The average cost per gallon has increased 59.4 cents in the past 24 days
After drivers began to celebrate that gas prices were starting to drop, a new setback has sent prices through the roof.
According to AAA, the price per gallon of gasoline is $5.79 in California. The average price has increased 59.4 cents in the past 24 days, including 11 cents on Sunday. This is 40.6 cents more than a week ago, 54.5 cents more than a month ago, and $1.43 more than a year ago.
Doug Shupe, AAA’s California representative, said the high prices this time are due to a combination of planned and unplanned refinery maintenance.
“We don’t know exactly when prices will drop again because it depends on when the refineries finish their maintenance,” Shupe told.

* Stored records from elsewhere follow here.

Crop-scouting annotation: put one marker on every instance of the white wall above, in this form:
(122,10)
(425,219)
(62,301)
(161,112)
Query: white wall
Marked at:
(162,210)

He added that the high temperatures have nothing to do with the new price hike. California drivers are paying $2 more than the national price, which was $3.72 a gallon on Monday. California is one of the states with the highest tax costs that affect gasoline prices.
In southern California, the city of Los Angeles and Long Beach as well as Orange County are among the places where gas is more expensive. San Bernardino and Riverside counties showed slightly lower prices, around $5.70 per gallon.
Last July, a survey by AAA revealed that drivers began to make significant changes to cope with record prices at gas stations.
Nearly two-thirds, or 64%, of American adults surveyed have changed their driving habits or lifestyle since March, when gas prices began to rise. 23% indicated that they made “important changes”. The top three driver modifications to offset high gas prices are driving less, combining errands, and cutting back on shopping or dining out.
To save gas on every trip, AAA recommends that drivers make sure they maintain their car in accordance with the manufacturer’s recommendations. Although modern cars don’t need as many adjustments, regular servicing will ensure optimal fuel economy, performance and service life. It is recommended that you take your car to a repair shop as soon as possible if the “Check Engine” light comes on. This indicates a problem that is causing excessive emissions and likely reducing fuel economy. Keep tires properly inflated. Underinflation reduces fuel economy, but more importantly, underinflated tires degrade handling and braking, wear out more quickly, and can overheat and burst.
And for those who are going to buy a vehicle, they are advised to look for models that offer best-in-class fuel economy. For most drivers, an optional larger and/or more powerful motor is not necessary.